Warning: This argument has a gap. I need the following result:
Lemma. Assume that $V$ is a vector space over a finite field $K$ such that it is a finite union of proper subspaces $V_i, i=1,2,\ldots,n$. Then at least for some $i$ we have $\dim_KV/V_i<\infty$.
This is very likely true, and for some reason I thought it would follow from the argument in my linked answer. Unfortunately it doesn't, and I don't see a way to close this hopefully small, but crucial gap. Leaving the rest on for now in case it inspires someone else (sleeeeeepy).
Building upon Chan Kifung's comment.
Let $K=\bigcap_i F_i$. Clearly $K$ is a subfield of all the fields $F_i$ and, in turn all the fields $F_i$ as well as $R$ itself are vector spaces over $K$.
By the results of this thread a vector space can be a finite union of proper subspaces only when the field $K$ is finite and some (actually many) of the subspaces have a finite codimension.
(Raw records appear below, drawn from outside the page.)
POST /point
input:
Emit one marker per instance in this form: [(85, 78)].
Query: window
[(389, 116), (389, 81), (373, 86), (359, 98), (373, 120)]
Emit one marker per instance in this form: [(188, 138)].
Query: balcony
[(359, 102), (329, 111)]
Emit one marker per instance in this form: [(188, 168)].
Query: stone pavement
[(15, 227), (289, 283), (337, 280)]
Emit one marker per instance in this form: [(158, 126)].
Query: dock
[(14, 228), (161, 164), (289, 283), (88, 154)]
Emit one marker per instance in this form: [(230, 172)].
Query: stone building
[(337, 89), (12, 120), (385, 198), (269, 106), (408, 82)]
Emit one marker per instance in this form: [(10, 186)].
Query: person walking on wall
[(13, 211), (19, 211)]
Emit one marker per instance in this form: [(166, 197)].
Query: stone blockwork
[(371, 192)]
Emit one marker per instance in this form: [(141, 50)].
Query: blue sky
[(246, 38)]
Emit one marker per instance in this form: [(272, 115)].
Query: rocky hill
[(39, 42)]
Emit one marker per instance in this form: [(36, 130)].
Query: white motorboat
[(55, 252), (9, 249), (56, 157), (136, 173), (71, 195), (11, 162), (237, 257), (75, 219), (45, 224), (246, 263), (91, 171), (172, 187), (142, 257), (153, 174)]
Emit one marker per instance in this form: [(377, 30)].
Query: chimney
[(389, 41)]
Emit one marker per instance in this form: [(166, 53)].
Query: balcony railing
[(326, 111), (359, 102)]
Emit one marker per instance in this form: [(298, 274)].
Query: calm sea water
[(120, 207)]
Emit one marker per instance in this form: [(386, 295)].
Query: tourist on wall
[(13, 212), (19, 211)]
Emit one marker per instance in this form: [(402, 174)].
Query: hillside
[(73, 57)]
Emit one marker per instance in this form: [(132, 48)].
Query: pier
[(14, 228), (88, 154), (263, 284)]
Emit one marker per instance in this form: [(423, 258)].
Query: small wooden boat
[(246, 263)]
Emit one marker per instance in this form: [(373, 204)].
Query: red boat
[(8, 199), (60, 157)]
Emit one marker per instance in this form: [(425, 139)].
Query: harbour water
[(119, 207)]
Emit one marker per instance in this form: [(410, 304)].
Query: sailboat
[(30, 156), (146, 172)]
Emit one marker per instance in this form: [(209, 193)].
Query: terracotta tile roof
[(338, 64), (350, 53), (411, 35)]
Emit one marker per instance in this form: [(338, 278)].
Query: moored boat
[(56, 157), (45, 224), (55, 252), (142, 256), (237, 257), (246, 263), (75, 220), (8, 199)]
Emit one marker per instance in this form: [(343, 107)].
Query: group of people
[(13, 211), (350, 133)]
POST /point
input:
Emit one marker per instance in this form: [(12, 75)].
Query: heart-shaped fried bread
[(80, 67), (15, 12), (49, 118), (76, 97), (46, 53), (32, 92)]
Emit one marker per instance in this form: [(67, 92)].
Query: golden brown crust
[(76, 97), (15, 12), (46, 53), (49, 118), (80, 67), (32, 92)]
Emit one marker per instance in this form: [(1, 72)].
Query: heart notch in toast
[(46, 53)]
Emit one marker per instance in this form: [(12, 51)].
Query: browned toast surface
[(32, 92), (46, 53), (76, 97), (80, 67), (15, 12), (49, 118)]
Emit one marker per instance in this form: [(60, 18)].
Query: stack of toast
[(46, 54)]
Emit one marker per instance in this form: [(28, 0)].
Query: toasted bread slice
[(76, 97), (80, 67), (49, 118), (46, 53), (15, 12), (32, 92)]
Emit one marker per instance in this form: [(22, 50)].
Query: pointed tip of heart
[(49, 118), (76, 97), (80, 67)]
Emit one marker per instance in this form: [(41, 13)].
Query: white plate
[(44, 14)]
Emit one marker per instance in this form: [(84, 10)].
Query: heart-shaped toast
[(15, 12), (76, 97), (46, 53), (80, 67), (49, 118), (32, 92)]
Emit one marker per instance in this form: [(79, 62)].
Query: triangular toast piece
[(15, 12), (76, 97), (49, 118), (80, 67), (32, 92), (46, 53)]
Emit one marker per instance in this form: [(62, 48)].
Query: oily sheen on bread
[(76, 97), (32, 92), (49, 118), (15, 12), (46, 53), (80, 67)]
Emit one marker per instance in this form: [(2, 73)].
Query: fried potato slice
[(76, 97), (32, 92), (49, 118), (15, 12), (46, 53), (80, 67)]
If some $F_i$ is all of $R$ we are done, so we are left with the case $|K|<\infty$ and can infer that there exists at least one subfield $F_i$ such that $\dim_K(R/F_i)$ is finite. But, as $F_i$ was assumed to be a proper subspace of $R$, we have $\dim_{F_i}R>1$ and hence $\dim_{F_i}(R/F_i)\ge1$. On the other hand $$ \dim_K(R/F_i)=\dim_{F_i}(R/F_i)\cdot \dim_K F_i\ge \dim_K F_i, $$ so we can conclude that $\dim_K F_i<\infty$ and hence $F_i$ is a finite field. But by the above reasoning this implies that $\dim_KR=\dim_K F_i+\dim_K(R/F_i)<\infty$.
The conclusion is that $R$ is a finite ring. It was pointed out by many that $R$ is necessarily a division ring. A theorem by Wedderburn states that any finite division ring is commutative, i.e. a field.